One might even go so far as to assert that the (f)(2) requirement of a written agreement to protect the federal government’s interest in subject inventions has the force of federal law, and even if a grantee organization does not expressly comply with the requirement to require written agreements, the patent rights clause itself, as a thing of federal regulation, does so anyway–it does not directly compel inventors to agree, but rather compels the grantee to compel the inventors to make the written agreement. The grantee–the university–must act to release and delegate responsibilities to its employee-inventors so that those inventors become parties to the funding agreement and their inventions therefore, all other conditions met, become subject inventions.
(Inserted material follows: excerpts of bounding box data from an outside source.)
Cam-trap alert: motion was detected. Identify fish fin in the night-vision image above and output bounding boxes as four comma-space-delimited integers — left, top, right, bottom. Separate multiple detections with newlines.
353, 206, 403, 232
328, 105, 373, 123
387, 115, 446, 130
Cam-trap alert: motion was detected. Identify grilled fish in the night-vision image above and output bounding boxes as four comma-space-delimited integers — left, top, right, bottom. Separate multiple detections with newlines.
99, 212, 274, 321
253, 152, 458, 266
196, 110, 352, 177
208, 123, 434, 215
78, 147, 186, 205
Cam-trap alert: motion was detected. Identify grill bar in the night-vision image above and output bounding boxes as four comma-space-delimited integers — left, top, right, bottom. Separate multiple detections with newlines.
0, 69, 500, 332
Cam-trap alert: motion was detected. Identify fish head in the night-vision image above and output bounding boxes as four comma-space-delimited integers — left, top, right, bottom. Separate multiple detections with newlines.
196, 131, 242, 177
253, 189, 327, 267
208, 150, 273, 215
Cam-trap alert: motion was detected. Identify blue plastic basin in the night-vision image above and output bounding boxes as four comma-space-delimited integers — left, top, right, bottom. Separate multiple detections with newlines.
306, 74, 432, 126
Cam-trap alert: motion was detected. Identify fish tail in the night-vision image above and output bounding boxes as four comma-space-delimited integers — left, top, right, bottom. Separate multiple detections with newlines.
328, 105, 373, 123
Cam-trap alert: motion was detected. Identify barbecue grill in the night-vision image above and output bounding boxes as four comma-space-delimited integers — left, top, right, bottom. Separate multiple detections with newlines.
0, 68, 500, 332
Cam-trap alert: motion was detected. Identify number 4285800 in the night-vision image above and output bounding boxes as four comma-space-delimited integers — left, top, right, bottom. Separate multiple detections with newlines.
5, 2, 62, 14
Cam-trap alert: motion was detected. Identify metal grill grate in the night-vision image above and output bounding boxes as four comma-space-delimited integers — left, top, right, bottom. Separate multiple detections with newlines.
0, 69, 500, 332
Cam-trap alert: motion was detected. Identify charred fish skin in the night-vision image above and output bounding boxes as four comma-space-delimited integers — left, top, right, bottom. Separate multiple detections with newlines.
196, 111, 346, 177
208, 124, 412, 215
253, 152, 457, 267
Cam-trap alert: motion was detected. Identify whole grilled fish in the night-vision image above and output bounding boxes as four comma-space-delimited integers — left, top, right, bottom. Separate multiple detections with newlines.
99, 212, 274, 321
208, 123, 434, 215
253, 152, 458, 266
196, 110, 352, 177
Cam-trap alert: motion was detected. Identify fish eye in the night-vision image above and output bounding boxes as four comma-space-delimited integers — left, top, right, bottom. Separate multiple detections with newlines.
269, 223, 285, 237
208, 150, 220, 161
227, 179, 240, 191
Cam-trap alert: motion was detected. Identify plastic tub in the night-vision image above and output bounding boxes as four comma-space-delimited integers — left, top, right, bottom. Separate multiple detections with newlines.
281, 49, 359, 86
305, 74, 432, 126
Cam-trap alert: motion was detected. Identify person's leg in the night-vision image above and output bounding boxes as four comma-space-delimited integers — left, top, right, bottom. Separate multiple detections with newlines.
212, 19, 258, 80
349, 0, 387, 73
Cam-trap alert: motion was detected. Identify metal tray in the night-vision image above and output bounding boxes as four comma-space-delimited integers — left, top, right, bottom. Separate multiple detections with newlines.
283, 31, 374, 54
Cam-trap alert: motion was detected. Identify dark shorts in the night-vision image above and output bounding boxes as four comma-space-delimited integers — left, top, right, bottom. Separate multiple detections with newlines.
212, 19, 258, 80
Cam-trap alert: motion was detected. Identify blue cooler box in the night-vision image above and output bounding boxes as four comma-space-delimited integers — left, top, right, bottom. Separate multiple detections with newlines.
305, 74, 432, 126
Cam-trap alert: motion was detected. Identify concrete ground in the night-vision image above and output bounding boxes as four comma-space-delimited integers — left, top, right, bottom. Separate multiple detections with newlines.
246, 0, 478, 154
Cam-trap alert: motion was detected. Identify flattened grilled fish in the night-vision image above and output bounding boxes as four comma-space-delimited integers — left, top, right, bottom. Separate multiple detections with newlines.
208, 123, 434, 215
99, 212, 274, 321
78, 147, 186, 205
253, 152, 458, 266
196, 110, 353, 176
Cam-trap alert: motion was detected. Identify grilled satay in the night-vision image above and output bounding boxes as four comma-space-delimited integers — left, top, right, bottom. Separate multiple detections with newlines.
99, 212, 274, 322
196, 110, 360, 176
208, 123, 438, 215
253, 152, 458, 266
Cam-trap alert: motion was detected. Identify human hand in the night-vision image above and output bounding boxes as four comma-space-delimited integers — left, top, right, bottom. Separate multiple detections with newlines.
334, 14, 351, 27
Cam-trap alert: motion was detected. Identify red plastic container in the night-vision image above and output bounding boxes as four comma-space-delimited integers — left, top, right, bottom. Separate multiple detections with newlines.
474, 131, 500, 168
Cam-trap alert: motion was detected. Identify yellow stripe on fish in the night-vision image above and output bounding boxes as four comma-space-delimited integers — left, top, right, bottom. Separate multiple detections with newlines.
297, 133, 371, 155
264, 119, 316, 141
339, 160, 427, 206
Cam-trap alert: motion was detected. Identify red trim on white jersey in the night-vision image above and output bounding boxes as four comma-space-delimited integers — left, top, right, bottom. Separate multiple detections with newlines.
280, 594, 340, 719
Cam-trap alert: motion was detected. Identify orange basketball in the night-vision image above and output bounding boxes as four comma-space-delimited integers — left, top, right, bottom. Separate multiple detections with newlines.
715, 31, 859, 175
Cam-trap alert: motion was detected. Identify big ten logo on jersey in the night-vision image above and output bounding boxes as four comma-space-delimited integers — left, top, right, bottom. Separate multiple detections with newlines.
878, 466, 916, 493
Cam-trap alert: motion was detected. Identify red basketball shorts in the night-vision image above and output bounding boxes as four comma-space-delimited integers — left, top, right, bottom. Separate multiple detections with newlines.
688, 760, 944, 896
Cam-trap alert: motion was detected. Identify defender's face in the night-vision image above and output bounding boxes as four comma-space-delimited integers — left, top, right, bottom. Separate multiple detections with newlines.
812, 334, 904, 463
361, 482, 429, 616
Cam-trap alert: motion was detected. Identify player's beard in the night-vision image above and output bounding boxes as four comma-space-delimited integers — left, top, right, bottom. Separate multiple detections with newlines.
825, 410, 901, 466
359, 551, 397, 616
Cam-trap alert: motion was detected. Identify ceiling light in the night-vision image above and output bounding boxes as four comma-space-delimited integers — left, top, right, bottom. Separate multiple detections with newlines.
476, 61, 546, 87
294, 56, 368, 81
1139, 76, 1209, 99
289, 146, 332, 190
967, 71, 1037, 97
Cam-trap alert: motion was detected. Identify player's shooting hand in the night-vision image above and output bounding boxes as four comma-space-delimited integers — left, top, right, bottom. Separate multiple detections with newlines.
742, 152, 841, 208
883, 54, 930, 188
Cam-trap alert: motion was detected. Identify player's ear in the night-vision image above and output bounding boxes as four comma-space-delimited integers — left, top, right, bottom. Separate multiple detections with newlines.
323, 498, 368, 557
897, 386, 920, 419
The definition of funding agreement makes it clear that there can be multiple parties. The second sentence of the definition: “Such term includes any assignment, substitution of parties, or subcontract of any type entered into for the performance of experimental, developmental, or research work under a funding agreement as herein defined.” An initial party to a funding agreement may make others parties to the funding agreement by any of the actions identified–assignment, substitution, or subcontract.

We might press it further. Bayh-Dole’s written agreement requirement extends only to employees involved in a given research project. Employees are people who act under the direction of a master. University faculty, for research, unless they expressly give up their freedom of research and publication, are not employees within the meaning of Bayh-Dole. They are not assigned to conduct the proposed research–they are rather released from assignments to do so. The university has no right to direct or review or approve their research. Faculty are not employees for their research activities, no matter the legal fictions that are maintained to handle the bookkeeping. If a university faculty member has been hired to invent–then that agreement has to be express and override university policy commitments to faculty freedom of research and be the clear intent of both university and faculty member.

What have we then? Bayh-Dole’s patent rights clause requires organizations to make employees parties to the funding agreement. Those employees, then, are also “contractors” or “grantees.” They have a prior right over others, unless they have agreed otherwise, to inventions that they “generate” under a federal funding agreement. They have the right to retain title to such inventions upon disclosure and notice, as provided by 35 USC 202(a). And they may have rights if their assignment of a subject invention to another party is conditional, such as on the condition that the new assignee will file a patent application or use the invention or license the invention. That much is “intended.” It’s a tough road to argue that the words are in the law or the patent rights clause but “that’s not what was intended.” A pretend intention is nothing but a device to deceive. All the worse when the object of interpretation is law.

The university, then, acts as a contractor or grantee–as a party to the funding agreement–but not the only contractor or grantee possible–and if a university complies with the patent rights clause in the funding agreement, every employee is also a party to the funding agreement–a contractor, a grantee. If a university refuses to comply with the patent rights clause and does not make its employees parties to the funding agreement, then it is in breach of its obligations as a contractor or grantee. Everything else that follows, then, that the university might claim as a right would be challengeable as invalid or perhaps quasi-magically the inventor is joined as a party to the funding agreement by operation of federal regulation.